As some sports fans might know, Ross, who is from Richmond, is a much beloved figure in Virginia and in the college coaching ranks. I interviewed him just before his first season at West Point was to start. Ross was enthusiastic about returning to coaching, but he knew his job at Army would not be an easy one. Anyone who knows him will tell you he did his best; he always did.
From Benedictine to West Point
by F.T. Rea (Sept. 2004 issue of FiftyPlus)
Fresh out of Virginia Military Institute, Bobby Ross took on his first mission as a football coach in 1959. Benedictine High School’s dynamic athletic director, Warren Rutledge, hired the 22-year-old Ross coming off of a stellar athletic career at Benedictine and VMI. Now, forty-five years later, it seems the last mission of Ross’ distinguished coaching career -- which includes a college national championship and a trip to the Super Bowl -- will be to restore a measure of dignity to the pigskin program at the United States Military Academy.
Ross’ predecessor at West Point, Todd Berry, posted a 5-42 record before he was mercifully relieved of command in the midst of last season, a campaign in which Army eventually lost all thirteen of its scheduled games
Ross, at 67, obviously has his work cut out for him.
Some say this mission can’t be accomplished in the money-driven, brave new world of so-called amateur sports. How can he attract today’s top athletes to such an academically challenging institution, with a five-year military commitment in a time of war to follow? Others suggest that Ross, himself, is simply out-of-date.
Fine: Coach Ross is at ease operating as the underdog. Yes, and looking beyond the “0-13” and the “67,” Ross and West Point seem to be a perfect fit in many ways. Perhaps most importantly, right now they need one another.
The search committee that lured Ross out of retirement knew that its situation called for more than just a smart, tough-minded football coach. It cried out for a man who understood the Academy’s military-based system, who could hit the ground running. Having worn the cadet uniforms of both Benedictine and VMI, and coached at The Citadel, Ross certainly knows his way around a cadet corps.
Thus, with a natural grasp of the importance of tradition at West Point, Ross is accentuating the positive. “Coaching at a place like this,” he said, “is college football in its purest form. No compromises are made here.”
Ross’ most recent stint as a head coach was in the National Football League with the Detroit Lions. Two-thirds of the way through the 2000 season, his fourth in Detroit, Ross announced he was stepping down, due to mounting health concerns. Cynics assumed he was burned out. Truth be told, his decision was precipitated by the reappearance of painful blood clots in his right leg (his father had suffered from similar problems, and eventually lost both of his legs).

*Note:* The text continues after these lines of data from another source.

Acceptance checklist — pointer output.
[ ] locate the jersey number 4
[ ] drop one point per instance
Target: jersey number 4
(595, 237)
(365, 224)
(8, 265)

Why did a man who shouldn’t have anything to prove come out of a comfortable retirement? With a clarity that might well flow from being accustomed to fielding the same questions repeatedly, Ross answered politely: “I felt like I had a lot of energy. Then the competitive instincts were returning.”
When Ross speaks of football, his voice reveals little about his state of mind. It’s his business, after all, and he sounds much like the thoughtful professional. On the other hand, when he talks about Chiocca’s, a restaurant in Richmond’s Benedictine neighborhood -- “The best roast beef sandwich I've ever had!” -- or afternoon walks through the same neighborhood, where his wife grew up, or when he reminisces about old ballfields such as Hotchkiss, near where he grew up, and the diamond in Byrd Park where Benedictine used to play its home games, his warmth for his hometown is unrestrained
“I love Richmond,” said Ross, with his unchanged Richmond accent. “It's my home, and always will be.”
Ross and his wife, Alice, have five children and fifteen grandchildren. His son Kevin, who graduated from the Naval Academy in 1988, is now on his father’s staff, serving as Army’s offensive coordinator.
Asked about Bobby Ross, Benedictine's current athletic director, Barry Gibrall, pointed out that Ross has often helped the school, sometimes under a veil of anonymity. While he was serving on the school’s Board of Trustees, for instance, Ross noticed the Cadets football uniforms weren’t all precisely the same shade of green. Ross fixed it, but typically, he wanted no credit.
"The new renovations, state-of-the-art locker room and weight room, are a direct result of Coach Ross’ generosity,” Gibrall added. “He tears up when he remembers where he came from. He’s a Highland Park guy who has gone far. He doesn’t forget it.”
In recognition of this strong bond, last May Benedictine named its Goochland County football field Robert J. “Bobby” Ross Stadium. Gibrall said that Ross was surprised and characteristically humble about the announcement, saying he didn’t deserve it.
Gibrall, who played his football at Benedictine in the early-sixties, chuckled. “No one deserves it more! His name was the only one that came up.”
“He’s the greatest human being I've known in my life,” said Johnny Siewers, who played on the Benedictine basketball team with Ross for two seasons. “He never did anything wrong.”